There’s a tendency in contemporary writing on attention to treat it as a quantity. We “have” enough or we don’t. We “spend” it, “split” it, “lose” it. The metaphor is economic, and like all economic metaphors it makes certain things visible by hiding others.1

What if attention is not a stock but a posture? Not something I have, but something I am, briefly, when conditions allow.2

Consider the shape of an ordinary day. There are stretches in which the world feels close — a sentence opens up, a face is legible, a piece of music breathes. And there are stretches in which everything is at one remove, behind glass. The difference is rarely a matter of effort. It’s more like the weather.
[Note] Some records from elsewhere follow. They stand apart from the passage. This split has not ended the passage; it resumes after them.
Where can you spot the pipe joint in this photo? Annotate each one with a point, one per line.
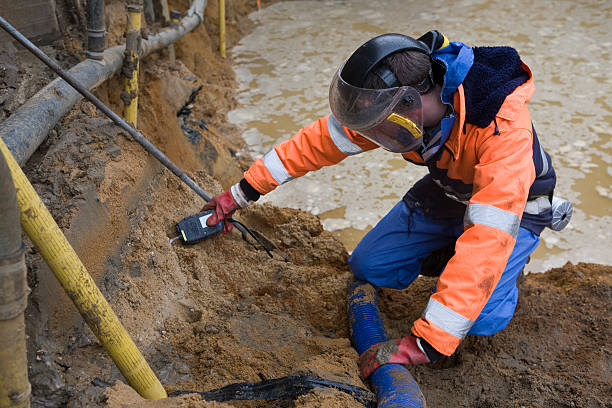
(14, 289)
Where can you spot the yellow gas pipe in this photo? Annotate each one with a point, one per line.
(80, 287)
(222, 28)
(131, 63)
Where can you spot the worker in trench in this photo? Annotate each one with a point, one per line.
(473, 220)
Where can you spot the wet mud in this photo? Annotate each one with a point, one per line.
(222, 311)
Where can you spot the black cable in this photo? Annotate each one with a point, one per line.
(285, 387)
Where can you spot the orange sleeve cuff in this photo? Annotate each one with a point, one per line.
(442, 341)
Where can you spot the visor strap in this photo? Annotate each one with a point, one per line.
(385, 74)
(389, 78)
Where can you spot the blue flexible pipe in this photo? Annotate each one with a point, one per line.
(393, 383)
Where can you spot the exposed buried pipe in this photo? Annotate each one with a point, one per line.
(393, 383)
(28, 126)
(14, 385)
(79, 285)
(96, 30)
(144, 142)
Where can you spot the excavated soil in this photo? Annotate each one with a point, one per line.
(222, 311)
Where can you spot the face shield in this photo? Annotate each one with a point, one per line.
(390, 117)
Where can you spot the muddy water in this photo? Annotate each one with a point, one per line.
(285, 65)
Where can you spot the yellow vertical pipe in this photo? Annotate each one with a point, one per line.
(79, 285)
(131, 64)
(14, 384)
(222, 28)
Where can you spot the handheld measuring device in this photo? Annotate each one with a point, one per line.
(193, 229)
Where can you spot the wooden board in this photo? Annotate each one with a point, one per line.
(33, 18)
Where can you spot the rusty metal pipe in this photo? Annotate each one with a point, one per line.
(29, 125)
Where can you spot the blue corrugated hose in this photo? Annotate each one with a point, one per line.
(393, 383)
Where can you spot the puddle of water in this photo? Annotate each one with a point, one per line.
(284, 68)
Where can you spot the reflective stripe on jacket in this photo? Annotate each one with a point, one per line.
(491, 169)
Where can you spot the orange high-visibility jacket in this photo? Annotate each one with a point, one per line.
(496, 160)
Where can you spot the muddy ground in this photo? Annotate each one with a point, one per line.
(222, 311)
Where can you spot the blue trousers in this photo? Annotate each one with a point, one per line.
(391, 255)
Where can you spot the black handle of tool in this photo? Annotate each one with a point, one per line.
(115, 118)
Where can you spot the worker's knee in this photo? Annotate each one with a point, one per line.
(379, 271)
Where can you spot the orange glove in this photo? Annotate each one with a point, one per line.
(224, 206)
(400, 351)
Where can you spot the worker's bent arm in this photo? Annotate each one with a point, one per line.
(322, 143)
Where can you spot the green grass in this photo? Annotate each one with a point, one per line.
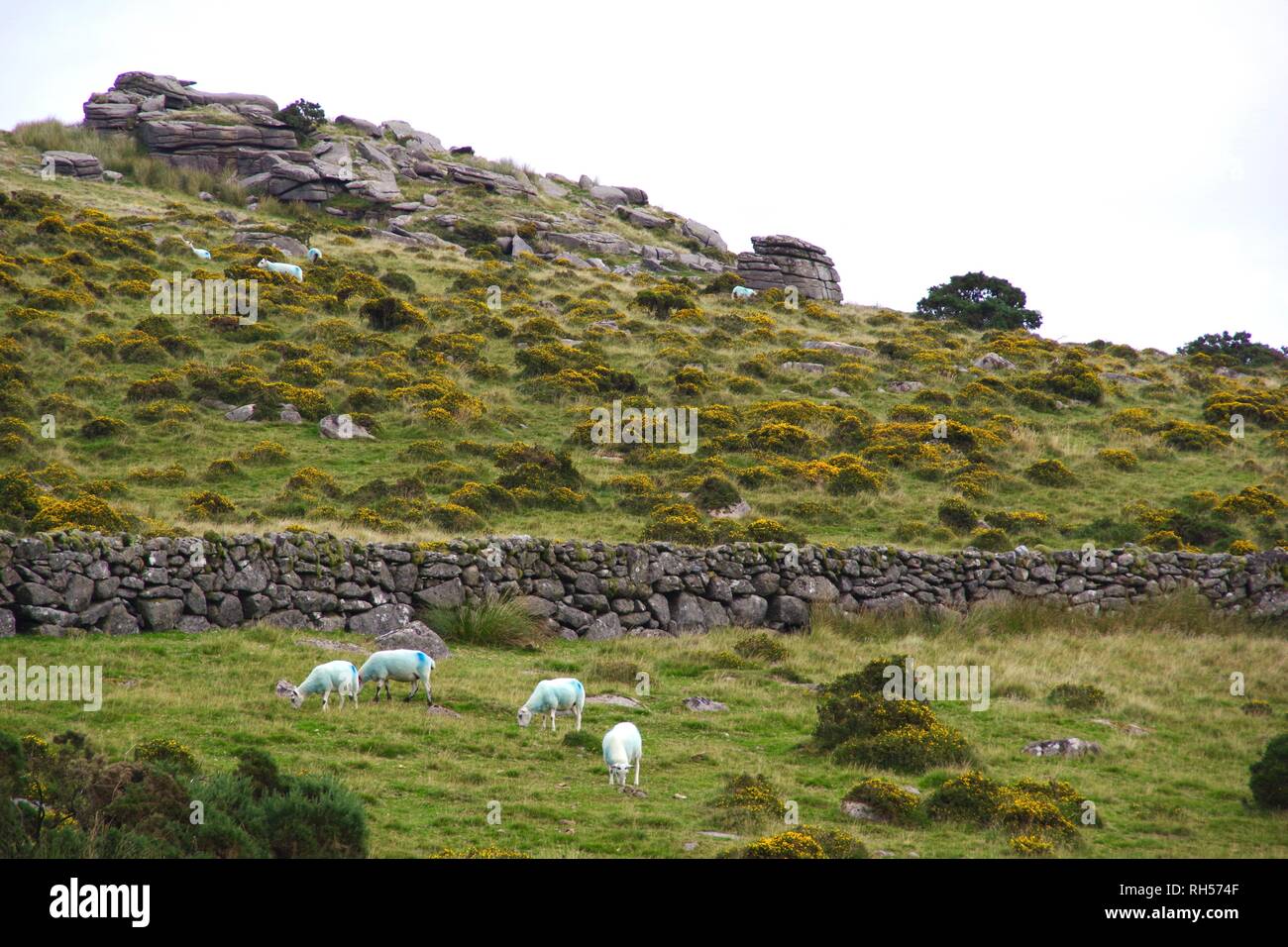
(428, 781)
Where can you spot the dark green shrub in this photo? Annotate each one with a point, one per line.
(1269, 780)
(761, 646)
(1078, 696)
(957, 514)
(303, 118)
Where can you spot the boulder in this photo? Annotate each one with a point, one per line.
(1068, 746)
(343, 428)
(780, 261)
(703, 235)
(703, 705)
(993, 361)
(73, 163)
(416, 635)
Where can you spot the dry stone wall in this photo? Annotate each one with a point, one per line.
(54, 583)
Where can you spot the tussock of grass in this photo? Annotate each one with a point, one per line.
(494, 622)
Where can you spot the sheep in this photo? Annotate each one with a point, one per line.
(286, 268)
(333, 676)
(196, 250)
(554, 694)
(398, 665)
(622, 748)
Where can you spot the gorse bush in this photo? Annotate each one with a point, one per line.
(806, 841)
(862, 727)
(889, 801)
(748, 799)
(1047, 810)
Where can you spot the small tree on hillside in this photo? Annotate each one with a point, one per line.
(303, 116)
(980, 302)
(1236, 347)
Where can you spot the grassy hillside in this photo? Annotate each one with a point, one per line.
(471, 405)
(428, 781)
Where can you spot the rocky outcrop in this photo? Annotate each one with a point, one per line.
(780, 262)
(73, 163)
(121, 585)
(703, 235)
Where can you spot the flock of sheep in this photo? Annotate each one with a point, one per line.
(622, 744)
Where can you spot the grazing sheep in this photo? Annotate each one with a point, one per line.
(397, 665)
(554, 694)
(196, 250)
(286, 268)
(334, 676)
(622, 749)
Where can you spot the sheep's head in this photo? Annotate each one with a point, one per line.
(286, 688)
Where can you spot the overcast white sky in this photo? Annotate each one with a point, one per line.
(1124, 162)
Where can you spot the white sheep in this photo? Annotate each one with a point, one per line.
(553, 696)
(622, 749)
(286, 268)
(196, 250)
(399, 664)
(333, 676)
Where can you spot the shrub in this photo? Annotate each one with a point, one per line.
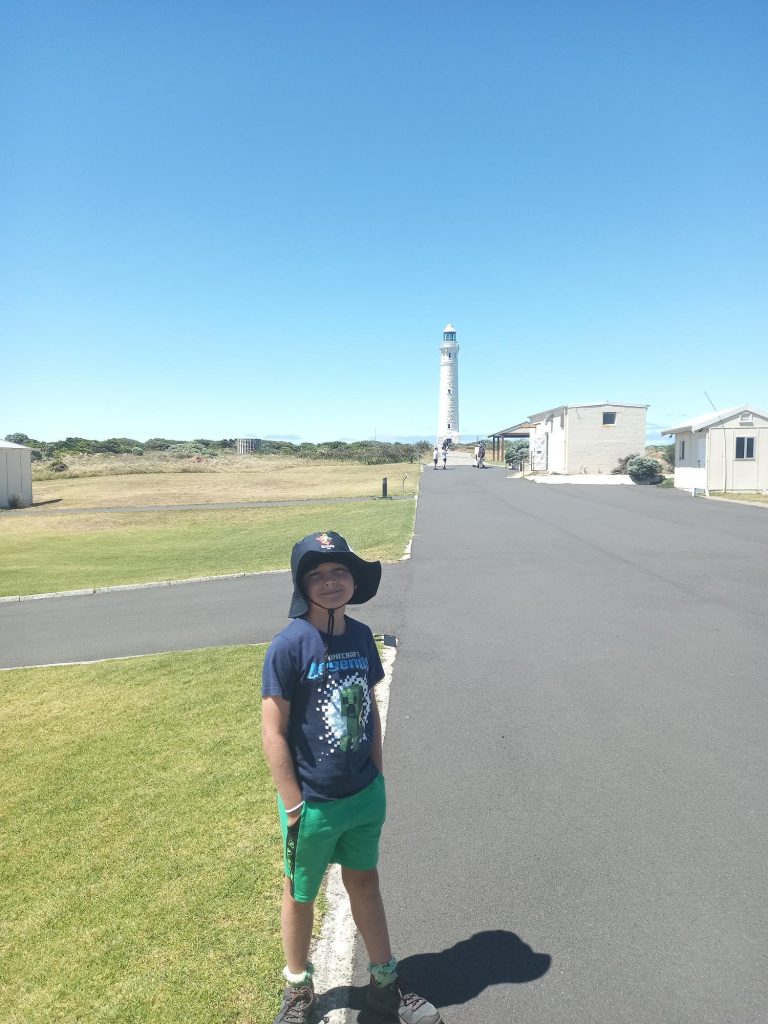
(643, 470)
(517, 453)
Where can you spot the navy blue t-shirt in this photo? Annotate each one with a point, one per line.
(330, 727)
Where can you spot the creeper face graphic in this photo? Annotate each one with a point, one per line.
(351, 707)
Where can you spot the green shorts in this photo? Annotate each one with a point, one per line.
(342, 832)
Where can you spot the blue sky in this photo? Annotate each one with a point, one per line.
(257, 217)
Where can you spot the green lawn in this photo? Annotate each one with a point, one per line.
(46, 553)
(140, 856)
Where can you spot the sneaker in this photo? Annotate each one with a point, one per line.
(298, 1005)
(397, 1000)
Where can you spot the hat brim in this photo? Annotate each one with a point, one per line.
(367, 578)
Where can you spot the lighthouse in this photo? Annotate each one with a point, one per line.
(448, 417)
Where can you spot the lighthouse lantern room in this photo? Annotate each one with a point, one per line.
(448, 417)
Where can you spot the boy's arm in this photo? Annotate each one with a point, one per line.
(377, 747)
(274, 719)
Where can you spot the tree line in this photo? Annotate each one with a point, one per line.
(371, 453)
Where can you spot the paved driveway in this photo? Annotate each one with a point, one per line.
(577, 756)
(577, 748)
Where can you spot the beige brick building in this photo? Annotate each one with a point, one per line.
(589, 438)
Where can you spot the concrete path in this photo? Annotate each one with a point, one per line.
(577, 747)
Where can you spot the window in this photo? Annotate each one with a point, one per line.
(744, 448)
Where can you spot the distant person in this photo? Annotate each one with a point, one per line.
(323, 741)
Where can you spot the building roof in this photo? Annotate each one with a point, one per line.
(520, 430)
(587, 404)
(711, 419)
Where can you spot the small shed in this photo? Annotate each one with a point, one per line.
(725, 451)
(15, 475)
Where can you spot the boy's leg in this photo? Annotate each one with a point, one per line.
(387, 992)
(368, 911)
(296, 921)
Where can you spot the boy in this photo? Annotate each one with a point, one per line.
(323, 742)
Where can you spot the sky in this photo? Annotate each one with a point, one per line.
(231, 218)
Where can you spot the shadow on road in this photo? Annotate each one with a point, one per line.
(454, 976)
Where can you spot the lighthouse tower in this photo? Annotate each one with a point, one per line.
(448, 417)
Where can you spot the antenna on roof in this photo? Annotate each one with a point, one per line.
(725, 460)
(712, 402)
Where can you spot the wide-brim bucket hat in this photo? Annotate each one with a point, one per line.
(330, 547)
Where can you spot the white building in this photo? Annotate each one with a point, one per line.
(15, 474)
(722, 451)
(448, 416)
(590, 438)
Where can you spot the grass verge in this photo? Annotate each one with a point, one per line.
(736, 496)
(140, 846)
(44, 554)
(109, 482)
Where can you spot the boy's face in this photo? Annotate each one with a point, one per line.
(330, 585)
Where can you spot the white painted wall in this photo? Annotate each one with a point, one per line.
(596, 448)
(15, 473)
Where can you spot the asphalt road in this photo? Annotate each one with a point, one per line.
(577, 756)
(577, 745)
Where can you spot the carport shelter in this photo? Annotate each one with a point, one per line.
(521, 431)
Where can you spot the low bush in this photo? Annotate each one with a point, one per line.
(643, 470)
(623, 463)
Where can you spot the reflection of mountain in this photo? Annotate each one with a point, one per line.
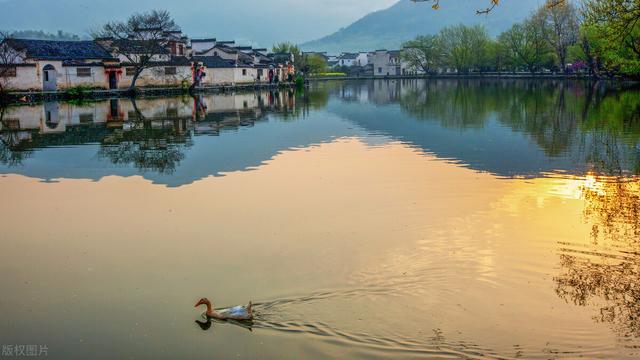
(509, 128)
(232, 133)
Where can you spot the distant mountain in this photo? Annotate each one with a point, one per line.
(405, 20)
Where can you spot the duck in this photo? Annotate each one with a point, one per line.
(241, 313)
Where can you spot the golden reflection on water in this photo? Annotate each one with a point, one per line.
(402, 250)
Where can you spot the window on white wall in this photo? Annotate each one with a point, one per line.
(83, 72)
(10, 71)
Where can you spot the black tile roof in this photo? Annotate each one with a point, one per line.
(218, 62)
(60, 50)
(204, 40)
(139, 47)
(175, 61)
(349, 56)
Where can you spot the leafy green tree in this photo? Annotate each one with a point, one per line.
(424, 53)
(562, 28)
(315, 64)
(464, 47)
(290, 48)
(526, 45)
(139, 39)
(617, 23)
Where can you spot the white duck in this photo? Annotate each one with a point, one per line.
(234, 313)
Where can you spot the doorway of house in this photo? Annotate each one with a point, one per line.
(113, 80)
(49, 78)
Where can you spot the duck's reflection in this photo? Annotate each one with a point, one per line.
(207, 324)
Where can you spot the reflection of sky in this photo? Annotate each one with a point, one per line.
(210, 155)
(495, 147)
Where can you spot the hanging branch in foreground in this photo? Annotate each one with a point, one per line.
(435, 4)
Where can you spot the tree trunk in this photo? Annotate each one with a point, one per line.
(132, 87)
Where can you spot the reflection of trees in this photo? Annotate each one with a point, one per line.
(597, 124)
(455, 104)
(12, 150)
(606, 274)
(150, 145)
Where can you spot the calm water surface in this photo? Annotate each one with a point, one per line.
(387, 219)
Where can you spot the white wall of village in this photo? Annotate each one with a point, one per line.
(229, 76)
(31, 77)
(156, 77)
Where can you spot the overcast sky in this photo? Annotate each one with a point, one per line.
(256, 21)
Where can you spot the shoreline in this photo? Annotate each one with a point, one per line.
(30, 97)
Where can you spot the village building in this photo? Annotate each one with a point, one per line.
(220, 71)
(46, 65)
(107, 63)
(165, 68)
(389, 63)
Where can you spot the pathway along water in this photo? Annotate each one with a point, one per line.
(413, 219)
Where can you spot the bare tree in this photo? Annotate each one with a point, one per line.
(141, 40)
(563, 29)
(8, 59)
(423, 53)
(491, 4)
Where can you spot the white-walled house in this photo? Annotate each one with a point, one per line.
(56, 65)
(388, 63)
(221, 71)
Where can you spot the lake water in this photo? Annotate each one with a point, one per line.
(386, 219)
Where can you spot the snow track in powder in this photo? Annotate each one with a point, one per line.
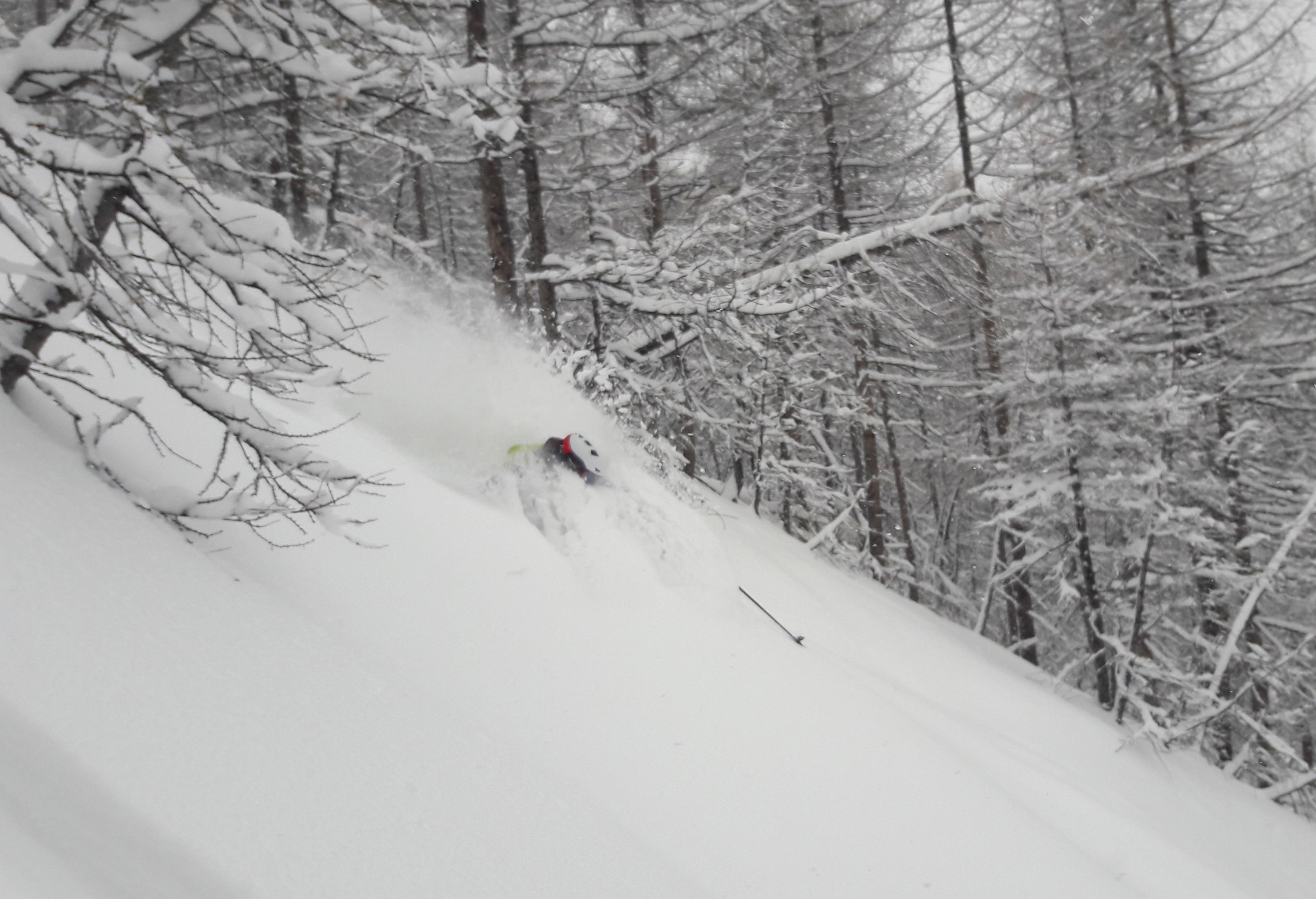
(480, 707)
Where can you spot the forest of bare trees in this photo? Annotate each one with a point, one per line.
(1007, 304)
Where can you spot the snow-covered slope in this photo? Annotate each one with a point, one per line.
(483, 709)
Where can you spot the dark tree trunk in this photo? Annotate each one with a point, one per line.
(16, 367)
(335, 193)
(902, 498)
(827, 110)
(648, 137)
(534, 219)
(295, 155)
(1010, 548)
(419, 198)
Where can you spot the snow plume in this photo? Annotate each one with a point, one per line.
(116, 242)
(534, 687)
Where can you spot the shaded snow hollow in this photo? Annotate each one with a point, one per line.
(485, 709)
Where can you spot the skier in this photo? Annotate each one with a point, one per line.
(574, 452)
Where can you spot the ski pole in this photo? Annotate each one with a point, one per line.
(799, 640)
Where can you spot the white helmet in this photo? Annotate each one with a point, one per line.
(585, 458)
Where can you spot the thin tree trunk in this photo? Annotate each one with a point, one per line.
(648, 139)
(1137, 643)
(902, 498)
(419, 197)
(15, 367)
(498, 224)
(292, 145)
(836, 175)
(1010, 548)
(335, 193)
(534, 219)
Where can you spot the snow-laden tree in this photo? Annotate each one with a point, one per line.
(128, 130)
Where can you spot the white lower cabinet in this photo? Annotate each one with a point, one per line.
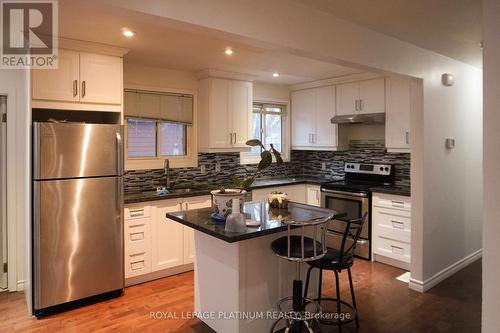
(154, 245)
(391, 223)
(296, 193)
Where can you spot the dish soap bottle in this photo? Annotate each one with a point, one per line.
(235, 222)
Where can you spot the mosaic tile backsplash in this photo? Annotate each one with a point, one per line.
(302, 164)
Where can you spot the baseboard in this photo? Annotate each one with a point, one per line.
(158, 274)
(423, 286)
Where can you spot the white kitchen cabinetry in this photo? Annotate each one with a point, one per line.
(137, 239)
(82, 81)
(313, 195)
(397, 118)
(296, 193)
(154, 245)
(391, 223)
(226, 114)
(312, 110)
(361, 97)
(167, 241)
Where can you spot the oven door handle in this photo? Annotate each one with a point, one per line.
(344, 193)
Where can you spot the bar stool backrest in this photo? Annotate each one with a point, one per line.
(352, 232)
(317, 240)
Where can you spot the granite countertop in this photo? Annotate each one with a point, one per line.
(272, 220)
(396, 190)
(205, 189)
(259, 183)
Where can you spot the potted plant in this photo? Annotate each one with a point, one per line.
(223, 198)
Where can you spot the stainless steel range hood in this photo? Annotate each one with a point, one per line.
(367, 118)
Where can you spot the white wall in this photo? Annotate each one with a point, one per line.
(14, 83)
(447, 184)
(491, 219)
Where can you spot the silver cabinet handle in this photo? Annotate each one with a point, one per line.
(83, 88)
(398, 224)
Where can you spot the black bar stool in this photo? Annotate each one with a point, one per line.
(306, 244)
(337, 260)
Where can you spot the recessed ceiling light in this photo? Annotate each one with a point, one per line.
(128, 33)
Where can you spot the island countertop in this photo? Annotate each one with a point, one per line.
(272, 220)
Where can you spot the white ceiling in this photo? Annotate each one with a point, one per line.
(156, 43)
(448, 27)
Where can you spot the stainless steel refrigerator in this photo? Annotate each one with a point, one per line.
(77, 213)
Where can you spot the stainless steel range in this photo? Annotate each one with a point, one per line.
(352, 195)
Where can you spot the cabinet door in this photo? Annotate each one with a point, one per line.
(220, 120)
(325, 135)
(347, 95)
(240, 107)
(167, 237)
(372, 96)
(303, 117)
(313, 195)
(101, 79)
(189, 247)
(397, 118)
(60, 84)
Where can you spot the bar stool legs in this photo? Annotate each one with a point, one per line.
(352, 295)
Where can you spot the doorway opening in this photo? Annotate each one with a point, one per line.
(3, 193)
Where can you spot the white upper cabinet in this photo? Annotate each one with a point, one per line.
(347, 98)
(361, 97)
(225, 114)
(81, 79)
(312, 110)
(397, 118)
(101, 79)
(372, 96)
(59, 84)
(303, 117)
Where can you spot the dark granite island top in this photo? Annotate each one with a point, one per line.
(272, 220)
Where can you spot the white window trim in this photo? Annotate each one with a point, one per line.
(252, 158)
(185, 161)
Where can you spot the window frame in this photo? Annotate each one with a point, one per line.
(254, 158)
(189, 160)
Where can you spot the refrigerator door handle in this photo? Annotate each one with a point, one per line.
(119, 153)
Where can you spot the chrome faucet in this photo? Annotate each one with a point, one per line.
(166, 172)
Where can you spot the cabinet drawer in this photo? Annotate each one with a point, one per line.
(392, 201)
(137, 211)
(392, 248)
(137, 235)
(390, 225)
(137, 264)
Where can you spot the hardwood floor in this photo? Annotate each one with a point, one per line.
(385, 305)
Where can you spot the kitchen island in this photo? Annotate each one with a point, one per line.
(238, 278)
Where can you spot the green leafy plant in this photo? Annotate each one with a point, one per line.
(266, 159)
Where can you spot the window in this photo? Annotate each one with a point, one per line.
(269, 127)
(155, 138)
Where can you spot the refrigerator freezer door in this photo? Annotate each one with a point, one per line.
(78, 239)
(65, 150)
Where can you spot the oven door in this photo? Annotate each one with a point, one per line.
(355, 205)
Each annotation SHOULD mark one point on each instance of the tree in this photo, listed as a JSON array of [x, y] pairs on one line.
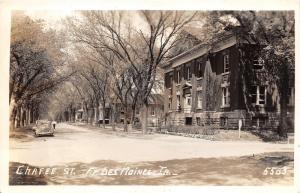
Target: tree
[[273, 33], [142, 48], [34, 68]]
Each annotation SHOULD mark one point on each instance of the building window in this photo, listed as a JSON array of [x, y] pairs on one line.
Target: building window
[[259, 121], [178, 76], [258, 63], [226, 63], [189, 73], [258, 95], [169, 79], [152, 111], [223, 121], [291, 96], [188, 121], [198, 120], [178, 102], [199, 99], [170, 103], [198, 70], [188, 100], [225, 96]]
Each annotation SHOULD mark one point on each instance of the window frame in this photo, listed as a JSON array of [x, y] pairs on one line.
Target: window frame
[[226, 63], [225, 97], [199, 100]]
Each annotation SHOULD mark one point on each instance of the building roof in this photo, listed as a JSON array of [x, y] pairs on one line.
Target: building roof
[[216, 38], [156, 99]]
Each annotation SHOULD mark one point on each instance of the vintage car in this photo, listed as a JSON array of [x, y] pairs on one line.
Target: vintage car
[[43, 128]]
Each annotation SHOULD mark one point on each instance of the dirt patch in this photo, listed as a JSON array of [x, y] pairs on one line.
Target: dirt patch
[[243, 171]]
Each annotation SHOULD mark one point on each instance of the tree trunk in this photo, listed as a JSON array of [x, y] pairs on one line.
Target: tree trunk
[[125, 119], [12, 114], [103, 111], [282, 129], [283, 94], [144, 118], [113, 117]]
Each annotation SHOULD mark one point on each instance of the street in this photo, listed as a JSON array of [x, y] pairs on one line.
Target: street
[[73, 143]]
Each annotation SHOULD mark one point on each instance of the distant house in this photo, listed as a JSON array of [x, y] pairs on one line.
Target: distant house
[[203, 85], [115, 112]]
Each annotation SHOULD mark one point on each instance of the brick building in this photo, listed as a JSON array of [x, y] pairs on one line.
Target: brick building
[[203, 85]]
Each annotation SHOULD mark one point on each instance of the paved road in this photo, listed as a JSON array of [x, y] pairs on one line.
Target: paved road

This is the part of attention that the productivity literature can’t reach. You cannot will yourself into a posture; you can only prepare the conditions. You can put down the phone, walk the long way home, stop trying. The rest is a kind of grace.

I want to write more about this — about the practices that make the posture more available, and the ones that quietly close it off. For now, a small claim: any account of attention that doesn’t begin with the body, the room, and the hour of the day is going to miss most of what matters.

  1. William James already saw this in 1890 — the metaphor of attention as a fund or resource was, even then, importing assumptions from political economy that were nowhere obvious in the phenomenology. 

  2. Cf. Jonathan Crary, Suspensions of Perception (1999), on the way late-19th-century attention research absorbed and was absorbed by industrial-discipline regimes. The history is older than we usually pretend.